Gym body without the gym? No counting calories, no back-breaking exercise, no boxed meals? No way, says the Federal Trade Commission in a statement announcing a $26.5 million settlement with Sensa, a maker of powder that users shake onto food, purportedly to suppress their appetites. “There’s no scientific evidence this type of weight-loss product works,” according to the FTC, which charged that Sensa deceived consumers with “unfounded weight-loss claims and misleading endorsements.”
Sensa will continue to sell the product and says on its website that “the settlement includes no admission of wrongful conduct by the company.” It “is working to comply with its standards and is incorporating changes to its marketing and advertising.”
“We stand behind Sensa,” the company said in an e-mailed statement. Sensa “has invested millions of dollars to conduct studies to substantiate our claims. We continue to receive positive feedback from our customers and remain committed to developing products that help consumers achieve a healthier lifestyle.”
Where did Sensa run afoul of the FTC? The agency specifically took issue with the studies Sensa used to substantiate its claims. From the regulator’s complaint:
Clinically proven to cause substantial weight loss averaging 30 pounds in six months.
In fact, in one of the studies, diet subjects lost an average of 5.6 pounds in that period. In another, the lab sent the “purported monthly weight data” to Sensa before even weighing the subjects.
Lose weight without dieting or exercise.
In one study, the subjects were encouraged to diet and exercise. In another, their diet and exercise were not monitored.

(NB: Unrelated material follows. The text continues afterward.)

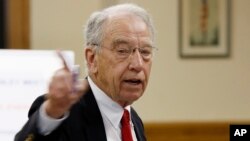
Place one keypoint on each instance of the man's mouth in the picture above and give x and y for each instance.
(133, 81)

Based on research by an independent lab.
Sensa funded the study by Best American Toxicology Testing Services, and it participated in or exercised control over the design, conduct, and report of the study.
The people in Sensa’s ads were just regular folks.
They were offered such incentives as monetary compensation, free trips, and TV appearances to provide endorsements.
This was the largest settlement in the FTC’s recent crackdown on weight-loss products that also included L’Occitane’s Almond Beautiful Shape and Almond Shaping Delight skin creams (which were claimed to help slim bodies), HCG Diet Direct (an unproven hormone for weight loss that was falsely represented as approved by the U.S. Food and Drug Administration), and LeanSpa (which used fake news websites to promote acai berry and colon cleanse weight-loss products). Altogether, the four weight-loss marketers will pay about $34 million.